Satisfied with my destruction, I make my way to another room, where Ray meets up with me after fumbling down a conveyer belt. He’s followed by possessed book bats that are flapping their covers and are unpredictably flying around the room. We take them out together, earning a bunch of cash in the process. Then, one of the “class-two animators” appears and now is our chance to capture it.

“Throw your trap, rook,” Ray yells at me.

I press X and toss a trap into the center of the room. It automatically opens up, a beam of lighting shooting directly up at the ceiling. Ray and I work tirelessly to capture the bastard in our beams, working together to weaken it and hold it in place. When held steady, I’m able to slam it into the walls and floor, further weakening the creature. After much struggling (and destroying most of the room in the process), we pull it over the trap, and a yellow, tornado-like vacuum pulls it down and in. A job well done.

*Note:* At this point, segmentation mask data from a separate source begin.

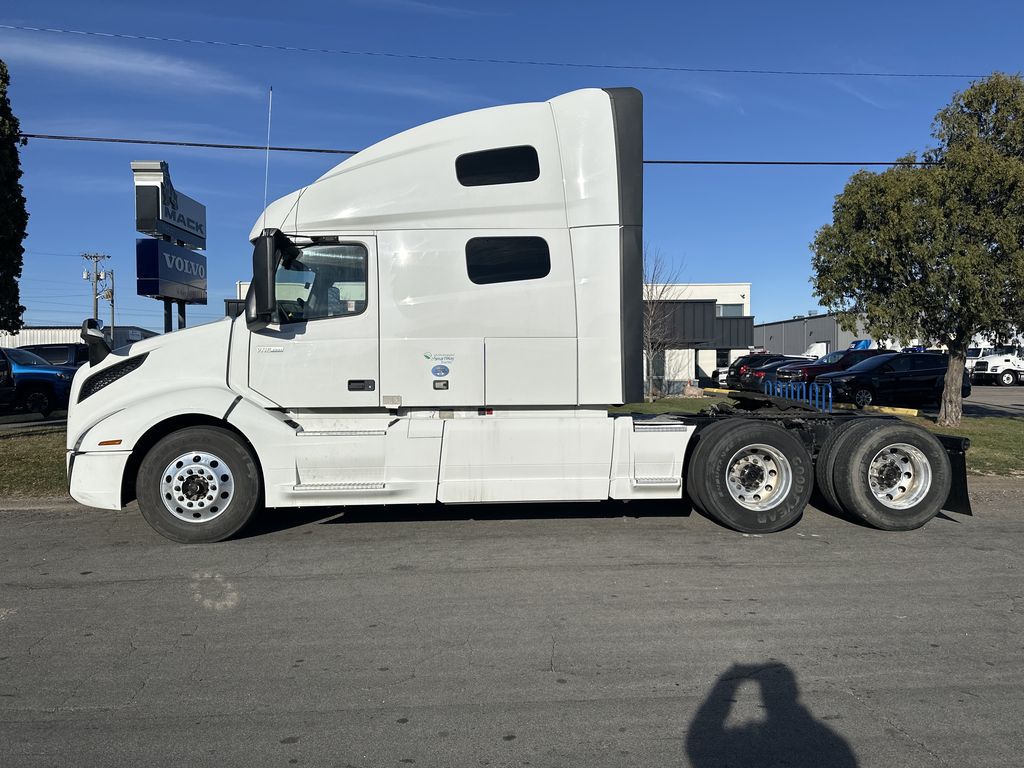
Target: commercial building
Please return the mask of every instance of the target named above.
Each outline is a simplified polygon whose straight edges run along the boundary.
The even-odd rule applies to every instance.
[[[797,315],[789,320],[758,323],[754,326],[754,346],[782,355],[801,355],[813,347],[815,354],[825,355],[835,349],[846,349],[854,341],[870,338],[858,323],[855,332],[839,327],[835,315]]]
[[[32,325],[17,333],[0,333],[0,347],[24,347],[28,344],[75,344],[82,340],[80,325]],[[155,331],[137,325],[118,325],[114,328],[115,349],[135,341],[156,336]],[[110,338],[109,333],[107,338]]]
[[[750,351],[754,318],[750,283],[680,283],[648,285],[645,298],[664,312],[667,349],[654,362],[655,386],[665,394],[689,381],[706,384]]]

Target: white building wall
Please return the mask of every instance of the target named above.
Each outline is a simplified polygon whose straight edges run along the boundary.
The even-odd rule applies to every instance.
[[[750,315],[750,283],[673,283],[665,286],[662,298],[669,301],[712,299],[719,304],[742,304],[743,314]]]

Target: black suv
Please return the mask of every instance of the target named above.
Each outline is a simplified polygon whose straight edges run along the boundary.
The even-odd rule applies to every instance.
[[[949,355],[896,352],[878,355],[845,371],[823,373],[819,384],[831,384],[836,400],[847,400],[858,408],[880,403],[925,405],[942,397]],[[971,379],[964,371],[960,394],[969,397]]]
[[[783,360],[786,355],[781,355],[777,352],[758,352],[753,355],[743,355],[743,357],[737,357],[732,361],[729,366],[729,372],[725,374],[725,386],[729,389],[739,389],[742,386],[742,379],[747,375],[749,371],[754,368],[760,368],[762,365],[768,363],[774,363],[776,360]],[[806,359],[806,358],[793,358]],[[810,362],[810,361],[808,361]]]

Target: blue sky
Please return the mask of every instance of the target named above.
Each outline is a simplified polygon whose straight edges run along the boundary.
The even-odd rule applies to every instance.
[[[1007,2],[522,2],[253,0],[96,3],[6,0],[0,23],[440,56],[608,64],[870,72],[1020,71],[1024,6]],[[360,148],[405,128],[581,87],[645,96],[653,159],[891,160],[927,146],[935,112],[964,79],[780,77],[552,68],[317,55],[0,30],[11,100],[28,133]],[[262,210],[263,155],[33,141],[22,303],[30,324],[91,311],[77,254],[111,254],[118,323],[162,327],[134,295],[131,160],[167,160],[207,205],[210,303],[247,279]],[[270,198],[337,158],[276,153]],[[645,239],[687,282],[753,283],[758,321],[816,306],[814,231],[854,169],[652,167]],[[106,317],[106,314],[103,315]],[[190,322],[191,324],[191,322]]]

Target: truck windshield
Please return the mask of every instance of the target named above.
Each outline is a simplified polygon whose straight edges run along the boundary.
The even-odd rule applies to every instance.
[[[279,322],[361,314],[367,288],[365,247],[355,243],[308,246],[277,269]]]

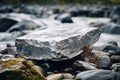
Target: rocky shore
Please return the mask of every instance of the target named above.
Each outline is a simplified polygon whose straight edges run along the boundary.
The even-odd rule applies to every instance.
[[[120,6],[0,5],[0,80],[120,80]]]

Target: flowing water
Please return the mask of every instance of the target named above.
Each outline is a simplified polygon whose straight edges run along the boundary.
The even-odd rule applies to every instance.
[[[98,42],[96,42],[93,46],[101,46],[109,41],[116,41],[120,47],[120,35],[107,33],[102,33]]]

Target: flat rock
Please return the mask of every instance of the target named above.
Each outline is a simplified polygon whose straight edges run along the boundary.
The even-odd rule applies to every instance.
[[[27,59],[65,60],[81,53],[81,48],[95,43],[97,28],[64,24],[36,31],[16,39],[16,46]]]

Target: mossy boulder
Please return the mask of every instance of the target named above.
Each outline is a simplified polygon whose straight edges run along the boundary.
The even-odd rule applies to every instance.
[[[46,80],[31,61],[16,58],[0,62],[0,80]]]

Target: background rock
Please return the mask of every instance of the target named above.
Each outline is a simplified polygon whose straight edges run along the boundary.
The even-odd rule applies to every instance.
[[[1,18],[0,19],[0,32],[7,31],[14,24],[18,23],[18,21],[10,18]]]
[[[115,63],[112,65],[112,71],[120,72],[120,63]]]
[[[57,20],[60,20],[62,23],[73,23],[70,14],[65,13],[56,17]]]

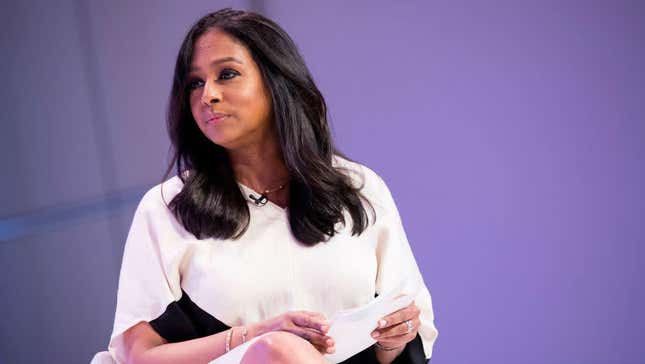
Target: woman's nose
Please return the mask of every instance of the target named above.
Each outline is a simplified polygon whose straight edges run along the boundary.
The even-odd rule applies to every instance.
[[[203,90],[202,102],[204,105],[211,105],[220,101],[222,97],[221,92],[217,89],[216,85],[214,85],[214,82],[207,81]]]

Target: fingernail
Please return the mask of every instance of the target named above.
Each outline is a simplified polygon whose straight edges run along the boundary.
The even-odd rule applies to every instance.
[[[332,339],[327,339],[327,341],[325,341],[325,343],[327,343],[327,346],[334,345],[334,342],[332,341]]]
[[[387,322],[385,320],[379,320],[378,327],[385,327],[386,324]]]
[[[327,332],[327,330],[329,330],[329,325],[321,325],[320,326],[320,331]]]
[[[327,348],[327,354],[333,354],[336,349],[334,348]]]
[[[378,331],[374,331],[372,333],[372,337],[379,337],[380,335],[381,335],[381,333],[379,333]]]

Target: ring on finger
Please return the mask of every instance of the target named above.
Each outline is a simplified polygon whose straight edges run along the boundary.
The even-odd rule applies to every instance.
[[[406,334],[409,334],[414,330],[414,326],[412,325],[412,320],[405,320],[405,325],[408,327],[408,332]]]

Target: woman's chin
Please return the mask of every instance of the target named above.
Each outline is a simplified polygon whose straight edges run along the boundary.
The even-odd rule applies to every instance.
[[[238,144],[240,144],[237,138],[227,137],[224,135],[208,136],[208,139],[213,142],[213,144],[217,144],[220,147],[229,150],[239,148]]]

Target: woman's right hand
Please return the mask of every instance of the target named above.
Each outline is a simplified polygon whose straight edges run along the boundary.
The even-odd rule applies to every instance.
[[[253,336],[270,331],[286,331],[309,341],[322,354],[331,354],[335,351],[334,339],[327,336],[329,321],[317,312],[290,311],[254,326]]]

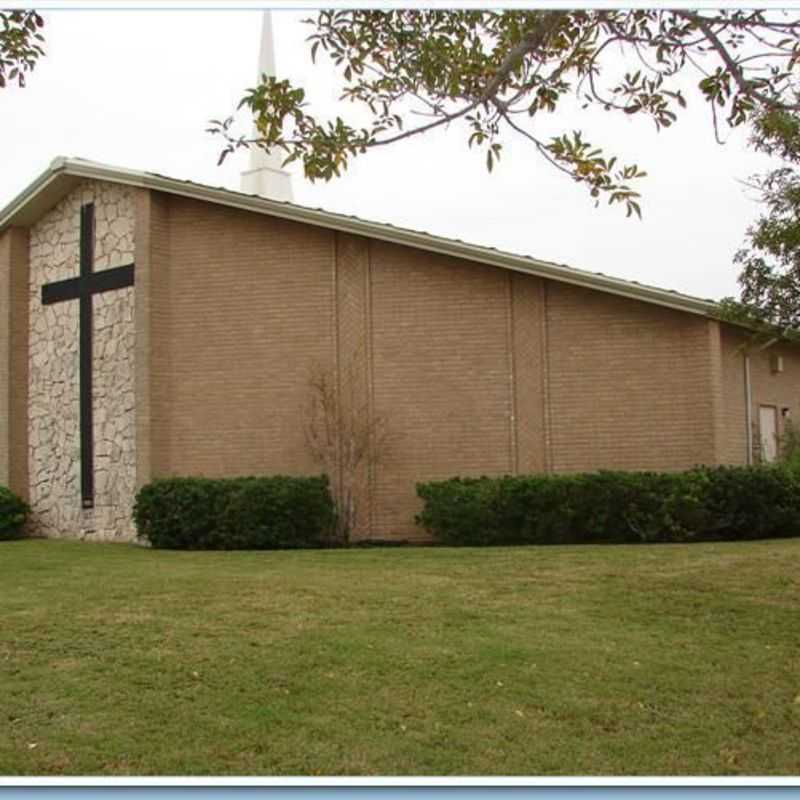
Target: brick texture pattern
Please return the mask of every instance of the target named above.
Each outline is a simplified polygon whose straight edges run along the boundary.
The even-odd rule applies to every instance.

Here the preview ends — the demo fades to black and then returns to the title screen — and I’m a bit disappointed that my ghost busting adventures are coming to a close so soon. It’s such a tease, only offering a taste of what the final game will have to offer. Poking around the in-game pause menus, I can see that there’s so much equipment I haven’t had a chance to use, and everything seems to be upgradable (presumably using the money we made during our bust … maybe I shouldn’t have destroyed that table). Along with the demo I was also sent sheets detailing some of the game’s equipment, including some things that weren’t included in the demo — something called a “Slime Blower, Mark II” and a “Meson Collider,” for instance.

There’s much we’ve yet to see from Ghostbusters: The Video Game, but it looks like Terminal Reality are on the right track. From the little I played, there’s definitely a good sense that the spirit of the films is being capture, including little details and references to the fiction that should please those hardcore Ghostbuster fans that are still making replica proton packs in their basement.

But for gamers and casual fans of the films, there’s plenty of action, and a lot to look forward to whenever Ghostbusters: The Video Game actually makes its way to store shelves. Unfortunately, we can’t confirm it that’ll be this year or next, but one thing’s for sure: the game exists, is very playable, and busting will — as it usually does — make you feel good.